Impact of performance obstacles on intensive care nurses' workload, perceived quality and safety of care, and quality of working life

Health Services Research, April, 2009 by Ayse P. Gurses, Pascale Carayon, Melanie Wall

Measures

To collect data, we used 61 items from a 98-item questionnaire (Appendix), which was developed and pilot-tested (Gurses 2005). The questionnaire was designed to measure performance obstacles, workload, perceived quality and safety of care, and QWL constructs as well as the demographic and background variables. Whenever appropriate, interitem reliability was assessed by Cronbach's [alpha] (Table 1).

Performance Obstacles. Twenty-six items were included in the questionnaire to measure performance obstacles; 21 had a dichotomous scale, and 5 had a semantic differential response format. A semantic differential response format measures respondents' reactions to a concept in terms of ratings on bipolar scales defined with contrasting adjectives at each end (Heise 1970). Accompanying a patient during intrahospital transport was an obstacle because a primary nurse cannot complete any tasks in her unit while accompanying a patient for transport. Upon her return, she may have an accumulated workload because the filling nurses typically concentrate only on the most critical patient tasks. Additionally, most hospitals do not have a formal, standardized handoff process for the primary nurse to give and receive information on the patient that did not go to an intrahospital transport, which may negatively affect quality and safety of care.

Through exploratory principal components factor analysis with promax rotation (Dillon and Goldstein 1984) and face validity decision making, the 26 items were combined to create measures for the 12 dimensions of the performance obstacles construct. For the dimensions indicated by the factor analysis, scales were created by summing items, and interitem reliability was assessed. For the dimensions involving items not necessarily correlated but that together defined a meaningful construct, an index was created by summing up the items (Diamantopoulos and Winklhofer 2002). Some single items were used alone to represent their own dimension (Table 1).

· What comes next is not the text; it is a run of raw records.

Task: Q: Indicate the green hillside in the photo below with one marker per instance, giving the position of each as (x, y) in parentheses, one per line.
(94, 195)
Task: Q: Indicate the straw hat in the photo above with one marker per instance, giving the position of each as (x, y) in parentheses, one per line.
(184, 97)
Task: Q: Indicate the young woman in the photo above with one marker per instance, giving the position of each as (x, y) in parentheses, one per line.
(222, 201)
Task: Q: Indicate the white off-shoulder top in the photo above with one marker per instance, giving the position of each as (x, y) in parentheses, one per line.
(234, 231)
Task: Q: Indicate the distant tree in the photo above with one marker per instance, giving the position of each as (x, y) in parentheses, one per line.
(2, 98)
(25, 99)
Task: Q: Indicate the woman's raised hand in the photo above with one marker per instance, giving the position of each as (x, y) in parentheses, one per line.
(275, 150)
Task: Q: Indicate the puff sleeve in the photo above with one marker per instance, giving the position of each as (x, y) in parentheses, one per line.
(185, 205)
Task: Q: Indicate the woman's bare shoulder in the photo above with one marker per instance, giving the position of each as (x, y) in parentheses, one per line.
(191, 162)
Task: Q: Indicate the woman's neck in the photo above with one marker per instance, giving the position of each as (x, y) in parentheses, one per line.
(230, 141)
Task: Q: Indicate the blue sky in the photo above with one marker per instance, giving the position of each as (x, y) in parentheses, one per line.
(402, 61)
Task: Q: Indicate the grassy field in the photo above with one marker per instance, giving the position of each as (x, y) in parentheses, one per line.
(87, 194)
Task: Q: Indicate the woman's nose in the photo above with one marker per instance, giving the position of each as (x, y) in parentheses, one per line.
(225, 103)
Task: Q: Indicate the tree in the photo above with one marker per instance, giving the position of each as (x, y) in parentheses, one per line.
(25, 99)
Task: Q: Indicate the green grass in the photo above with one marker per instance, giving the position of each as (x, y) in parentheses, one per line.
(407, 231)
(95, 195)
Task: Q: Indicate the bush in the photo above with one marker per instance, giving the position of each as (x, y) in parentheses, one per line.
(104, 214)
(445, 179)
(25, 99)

Workload. Workload was measured by a validated adaptation of a well-known scale (Caplan et al. 1975) measuring quantitative workload. The scale had four items, measuring the amount and pace of nurses' work assignments and had adequate interitem reliability (Tablel) (Nunnally 1978).

Perceived Quality and Safety of Care. This construct was measured by three scales. The first one measured nurses' own assessments of the overall quality of care they provided, the second measured the level of detailed nursing care provided (Bertram, Hershey, Opila, and Quirin 1990), and the third measured the perceived safety of care nurses provided (Nieva and Sorra 2003; Singer et al. 2003). All but the perceived safety of care scale had adequate interitem reliability (Table 1) (Nunnally 1978).

QWL. Nine items were used to measure QWL. Eight were developed based on the Profile of Mood States (McNair, Lorr, and Droppleman 1971) and the pilot study of the questionnaire (Gurses 2005). The ninth was a single item on job satisfaction (Quinn et al. 1971), which was not included in further analyses due to its low variance. A principal component factor analysis with promax rotation of the remaining eight items resulted in a correlated two-factor solution (fatigue and overall stress) that explained 72 percent of the total variance. Scales associated with each factor were created by averaging out the items loading on respective factors and both had satisfactory interitem reliability (Table 1) (Nunnally 1978).